When you look at an accomplished man, what do you see? Maybe his intellect, his strength, his appearance, his body language? Do you sense happiness in his voice as he tells you the stories of his life? Do get a feel for his pain and the struggles he went through? Maybe you see all of that, but I see something different. I see one hour. I see time—the time it took for him to get to here from there. I see the accumulation of hours.
Even though there are sixteen waking hours in a day, how many of those do you put in developing yourself? How many hours do you spend lifting, creating something, learning something? Do you know how many hours per day most men put towards their development? Zero. They work to complete someone else’s project, they consume all the entertainment you can throw at them, and they browse through hipster blogs to know what they can wear with a fedora, but they don’t put time into developing themselves.
One hour. That’s one gym session. That’s two Pimsleur language lessons. That’s 1,500 written words. That’s 20 pages of hard reading. That’s the rough draft of a blog post. That’s four approaches in the mall. The hour is my god. No internet, no distractions, just a one hour prayer where I stretch myself in ways that most men refuse to do.

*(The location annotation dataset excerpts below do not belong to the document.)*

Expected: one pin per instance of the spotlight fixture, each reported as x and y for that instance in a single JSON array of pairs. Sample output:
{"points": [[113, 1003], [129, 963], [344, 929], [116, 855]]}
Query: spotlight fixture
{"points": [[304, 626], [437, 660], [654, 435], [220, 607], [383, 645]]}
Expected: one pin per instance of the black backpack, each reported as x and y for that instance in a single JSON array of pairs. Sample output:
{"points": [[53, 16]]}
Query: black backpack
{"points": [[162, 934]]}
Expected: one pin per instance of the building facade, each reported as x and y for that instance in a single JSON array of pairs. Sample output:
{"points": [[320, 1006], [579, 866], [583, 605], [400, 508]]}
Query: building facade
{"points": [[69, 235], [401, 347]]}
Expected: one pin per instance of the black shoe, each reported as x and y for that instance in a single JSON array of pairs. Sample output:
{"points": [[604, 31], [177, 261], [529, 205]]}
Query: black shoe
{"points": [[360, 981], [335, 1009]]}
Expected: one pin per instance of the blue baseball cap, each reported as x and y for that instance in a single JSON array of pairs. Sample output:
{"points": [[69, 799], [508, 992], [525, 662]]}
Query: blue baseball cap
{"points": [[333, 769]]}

Men have told me I’m productive, but I only write for two hours a day at most, usually only one. Since most men spend zero hours a day on their own creations, I agree that I’m productive. With 3-5 hours of honest work a day that goes to my mind, my body, and my crotch, it’s hard for me to believe I’m lucky or even intelligent. No, I just work harder than most others, and after accumulating several thousand of these hours, my brain has become one level sharper. Yet it’s not my brain that I’m depending on when I want to succeed at a task—it’s the labor I dedicate to it, one hour at a time.
You must worship at the altar of the hour. Wake up tomorrow and dedicate one hour—not a minute less—at a task that serves you and no one else. There are no days off—there is no vacation. One hour a day you must work on your own project and your own development, and then after a few months, after looking back to see what you’ve accomplished from just one hour a day, add a second hour. This will be a tremendous struggle, I promise you, but it’s the only path to greatness. There is no other way. Great men are made from this trivial increment, that when compounded over time, results in the realization of your potential. One hour is what makes the man.